Edo currently lives in Australia where he spends his time playing video games and enjoying his wife's cooking.

2 comments

  1. Great Movie!! I was raised in the Missouri Ozarks area where the film was set and filmed. This is the part of the US that loves Sara Palin, Rush Limbaugh (who is from Missouri) and voted for GW Bush twice. I have to say that the film was amazingly “true to life” in every detail. Most teenage girls in the Ozarks have similar levels of responsibility wether “Dad” is around or not. I would also like to say that you don’t have to be desperately hungry to hunt and eat squirrels either. It is considered very good food in the hills. I have eaten it many times and it is delicious when cooked correctly.

    I have been dismayed reading many of these reviews calling it a “fake” and/or “phony” and contrived film. I do understand that the character of Ree Dolly certainly has many wonderful and admirable qualities that seem to have developed in a vacuum. Ree Dolly needs to be that sort of character for the rest of the film to work and not simply be a documentary of the endless poverty endured in the Ozarks for generation after generation. I grew up EXACTLY in that part of Missouri and Ree’s character aside, it is EXACTLY correct in the look, the language and the behaviors there.

    I would also like to address the meth epidemic that has raced across huge sections of the rural Midwest America. I was raised in the Ozarks from 1963 until 2009 and I watched the moonshiners lose out as Sunday Blue Laws and Dry County Laws were voted down or abandoned. Then marijuana became THE big cash crop that survived and thrived for many years until “Daddy” Bush’s anti-marihuana laws poured in tons of money to local law enforcement and new laws confiscating lands forced the richer growers indoors. It was finally in the mid 1990s when you began to see meth force out ALL the remaining marihuana farmers and moonshiners. Counties began to get in meth dealing Sheriffs and the old games were OVER. In my Ozark County (Morgan) during the late 1990s a deputy sheriff’s home mysteriously exploded and then was investigated by the FBI. I watched as the marijuana became hard to find and evil meth take over.

    The people of the Ozarks have always been clannish, hostile to outsiders and proudfully ignorant and primitive in their opinions of society and politics. Those traits are nothing new or something that manifested due to meth.
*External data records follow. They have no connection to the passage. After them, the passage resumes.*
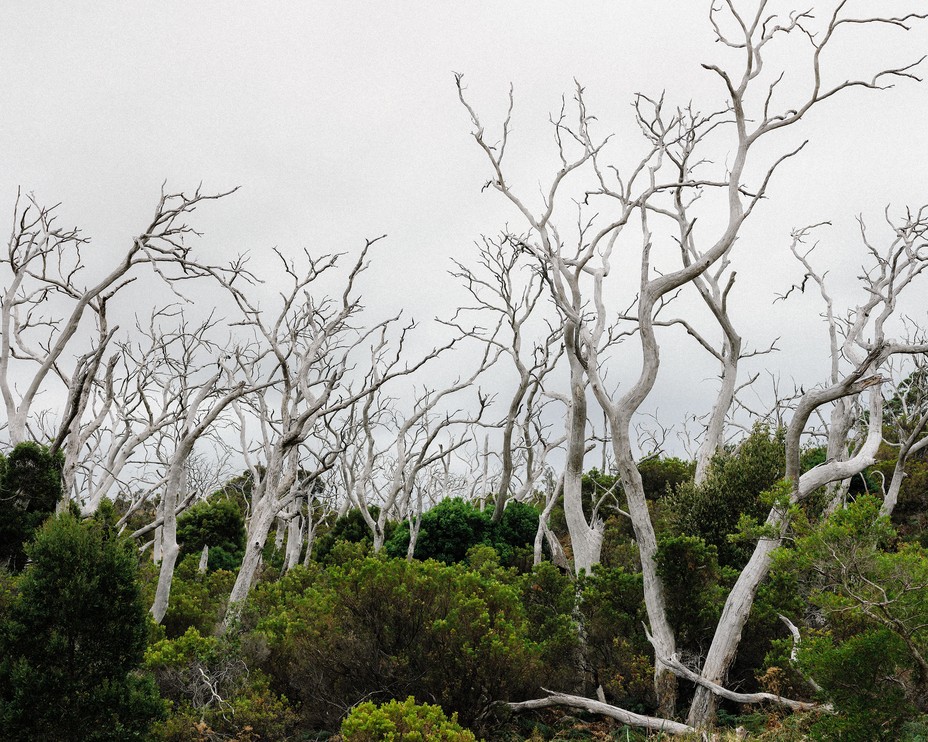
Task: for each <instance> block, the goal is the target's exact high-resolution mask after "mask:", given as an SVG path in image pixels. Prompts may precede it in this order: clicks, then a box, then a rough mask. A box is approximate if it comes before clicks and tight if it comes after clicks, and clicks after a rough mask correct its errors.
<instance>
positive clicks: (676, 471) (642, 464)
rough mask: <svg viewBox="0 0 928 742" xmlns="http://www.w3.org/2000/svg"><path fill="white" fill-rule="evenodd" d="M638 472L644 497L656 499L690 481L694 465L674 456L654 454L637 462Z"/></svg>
mask: <svg viewBox="0 0 928 742" xmlns="http://www.w3.org/2000/svg"><path fill="white" fill-rule="evenodd" d="M638 473H639V474H641V483H642V484H643V485H644V494H645V497H647V498H648V499H649V500H658V499H660V498H661V497H664V496H665V495H668V494H672V493H673V492H675V491H676V489H677V488H678V487H679V486H680V485H682V484H685V483H686V482H689V481H691V480H692V479H693V475H694V474H695V473H696V465H695V463H694V462H692V461H684V460H683V459H678V458H676V457H675V456H668V457H666V458H663V457H659V456H655V457H654V458H650V459H645V460H644V461H642V462H641V463H640V464H638Z"/></svg>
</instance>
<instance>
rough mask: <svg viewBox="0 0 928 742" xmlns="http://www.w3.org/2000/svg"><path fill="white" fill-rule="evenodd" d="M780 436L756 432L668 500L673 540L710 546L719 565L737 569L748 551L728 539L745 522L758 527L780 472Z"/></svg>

But the introduction of meth has struck down many good men and women who might have made the culture a tiny bit more tolerant or hopeful.

    But along with the continuing devastation of multi generational poverty and vastly inferior schools there is also a great beauty in the land and the people of the region that you can see in a short movie shot in the Ozarks at;
    http://www.youtube.com/watch?v=avq3-lBgyzs

    or my longer version at:

    http://www.youtube.com/watch?v=eTKWqKTGwTg

    Many an unbelievably gifted musician lived and died in those hills never having recognition from anyone outside of the hills.

    I strongly urge everyone to watch this movie because it is VERY
    truthful and realistic of how parts of the US survive. It also shows a part of America that is VERY often overlooked because many are (rightfully) ashamed that this sort of 3rd world poverty exits in the US. I personally feel that the Federal US government needs to inject a LOT more funding and OVERSITE of the rural school districts in order to overcome the generations of prideful ignorance that governs the mindset of many born into that rural America culture.

  2. i thought this film was great.

    that poster is completely ridiculous and misleading though.